[bitcoin-dev] Transaction Input/Output Sorting

rhavar at protonmail.com rhavar at protonmail.com
Wed Oct 24 18:21:00 UTC 2018


Actually, I think it can be calculated a bit smarter using maths (which unfortunately I'm not very good at...). But I assume it's something like:

```
falsePositiveChances := 0.0

foreach( transaction of transactions) {
	falsePositiveChances += (1 / factorial(transaction.Inputs)) * (1 / factorial(transaction.Ouputs))
}

totalFalsePositives := falsePositiveChances / transactions.length
```

If so, I get 42.4% false positive rate. So clearly bip69 is getting used a fair bit, but not nearly as much as randomization.


-Ryan

‐‐‐‐‐‐‐ Original Message ‐‐‐‐‐‐‐
On Wednesday, October 24, 2018 10:52 AM, <rhavar at protonmail.com> wrote:

> That's pretty easy to quantify. I wrote a quick script to grab the last few blocks, and then shuffle the inputs/outputs before testing if each transaction is bip69 or not.
>
> The result was 42% of all transactions would accidentally be bip69 when randomized.
>
> So clearly randomization is a lot more popular than bip69 at the moment, but I'm not sure that it matters much.

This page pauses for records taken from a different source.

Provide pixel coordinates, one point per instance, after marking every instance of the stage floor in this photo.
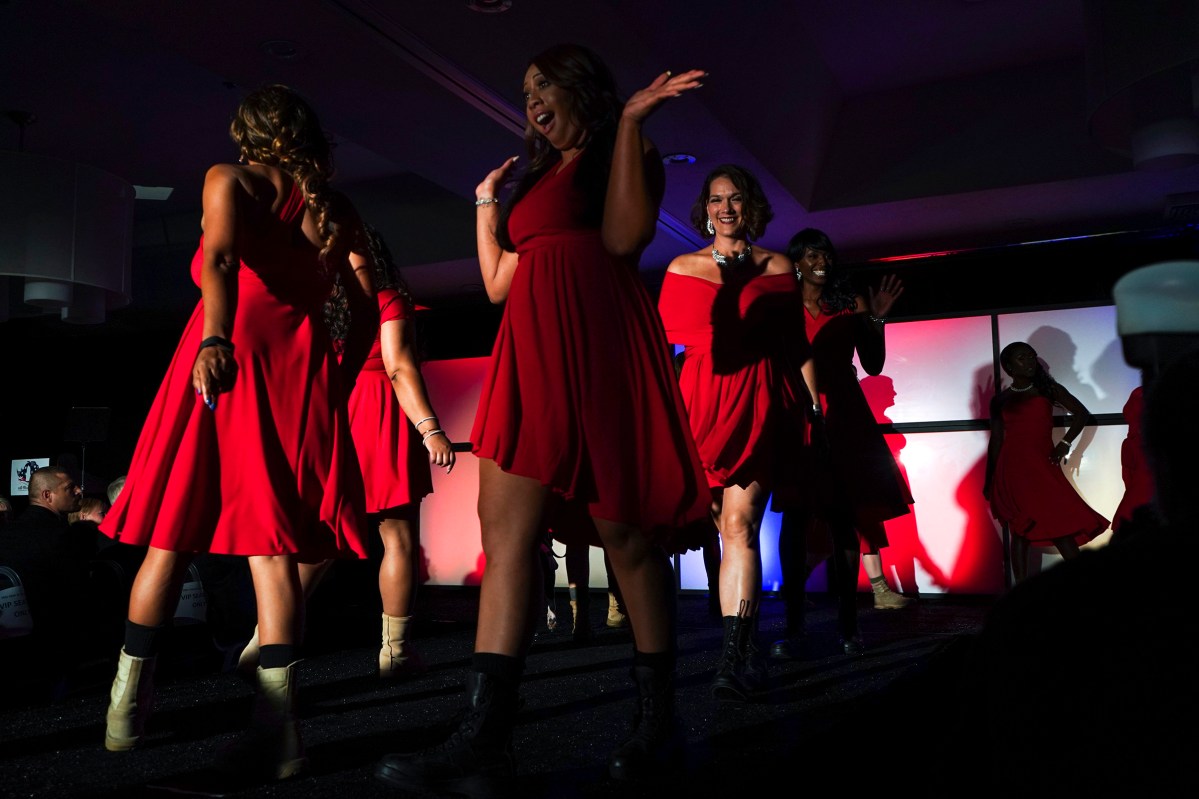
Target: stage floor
(578, 702)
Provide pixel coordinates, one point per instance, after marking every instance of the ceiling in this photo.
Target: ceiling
(897, 127)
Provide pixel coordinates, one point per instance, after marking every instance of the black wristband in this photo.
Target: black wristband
(217, 341)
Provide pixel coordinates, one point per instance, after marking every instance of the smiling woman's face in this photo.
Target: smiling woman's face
(549, 110)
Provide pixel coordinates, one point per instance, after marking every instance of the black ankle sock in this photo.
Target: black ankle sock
(660, 661)
(142, 641)
(504, 667)
(277, 655)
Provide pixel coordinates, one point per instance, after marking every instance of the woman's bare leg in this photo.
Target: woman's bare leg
(398, 574)
(279, 596)
(510, 599)
(646, 582)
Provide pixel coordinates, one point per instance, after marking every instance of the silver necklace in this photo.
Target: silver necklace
(723, 260)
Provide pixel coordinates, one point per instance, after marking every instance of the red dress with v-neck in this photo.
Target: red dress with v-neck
(271, 469)
(395, 463)
(865, 474)
(580, 392)
(1030, 493)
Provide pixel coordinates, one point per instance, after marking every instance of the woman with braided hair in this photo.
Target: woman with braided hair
(246, 448)
(398, 438)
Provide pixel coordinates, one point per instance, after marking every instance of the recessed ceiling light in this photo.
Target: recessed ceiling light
(151, 192)
(488, 6)
(282, 49)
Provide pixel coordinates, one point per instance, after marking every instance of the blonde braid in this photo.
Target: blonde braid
(277, 127)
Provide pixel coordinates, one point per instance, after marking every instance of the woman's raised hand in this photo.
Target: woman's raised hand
(666, 85)
(889, 292)
(488, 188)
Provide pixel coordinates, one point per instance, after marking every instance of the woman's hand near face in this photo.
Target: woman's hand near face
(666, 85)
(490, 185)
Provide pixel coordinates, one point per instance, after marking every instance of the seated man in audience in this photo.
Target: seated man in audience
(53, 563)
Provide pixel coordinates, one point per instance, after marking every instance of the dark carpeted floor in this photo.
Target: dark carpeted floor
(578, 704)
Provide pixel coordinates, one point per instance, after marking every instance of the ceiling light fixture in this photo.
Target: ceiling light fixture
(281, 49)
(489, 6)
(66, 230)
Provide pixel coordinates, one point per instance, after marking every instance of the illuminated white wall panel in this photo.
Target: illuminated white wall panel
(935, 368)
(1080, 349)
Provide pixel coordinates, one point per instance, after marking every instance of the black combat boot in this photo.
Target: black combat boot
(656, 738)
(477, 760)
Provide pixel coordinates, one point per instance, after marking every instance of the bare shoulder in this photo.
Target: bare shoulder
(696, 264)
(773, 263)
(222, 176)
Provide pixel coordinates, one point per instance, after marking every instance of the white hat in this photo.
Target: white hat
(1158, 299)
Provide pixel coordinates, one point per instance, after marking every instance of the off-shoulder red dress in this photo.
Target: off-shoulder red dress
(1029, 493)
(395, 463)
(580, 392)
(271, 470)
(740, 371)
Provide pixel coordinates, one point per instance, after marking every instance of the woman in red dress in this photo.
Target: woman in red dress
(1134, 469)
(736, 310)
(397, 437)
(860, 486)
(245, 448)
(1026, 488)
(579, 409)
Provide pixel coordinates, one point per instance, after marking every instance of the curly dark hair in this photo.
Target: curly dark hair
(276, 126)
(754, 206)
(386, 276)
(1041, 379)
(838, 292)
(596, 107)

As soon as you have more than a few inputs/outputs, you can tell with a high confidence if the transaction is bip69 or not.
>
> And of course if you're clustering a wallet, you can figure out extremely easily how that wallet behaves wrt bip6.
>
> -Ryan
>
> ‐‐‐‐‐‐‐ Original Message ‐‐‐‐‐‐‐
> On Wednesday, October 24, 2018 9:12 AM, Gregory Maxwell via bitcoin-dev bitcoin-dev at lists.linuxfoundation.org wrote:
>
> > On Wed, Oct 24, 2018 at 3:52 PM Chris Belcher via bitcoin-dev
> > bitcoin-dev at lists.linuxfoundation.org wrote:
> >
> > > Thanks for bringing our attention to this important topic.
> > > According to (https://p2sh.info/dashboard/db/bip-69-stats) around 60% of
> > > transaction follow bip69 (possibly just by chance).
> >
> > A two input randomly ordered transaction has a 50% chance of
> > 'following' bip-69. So 60% sound like a small minority.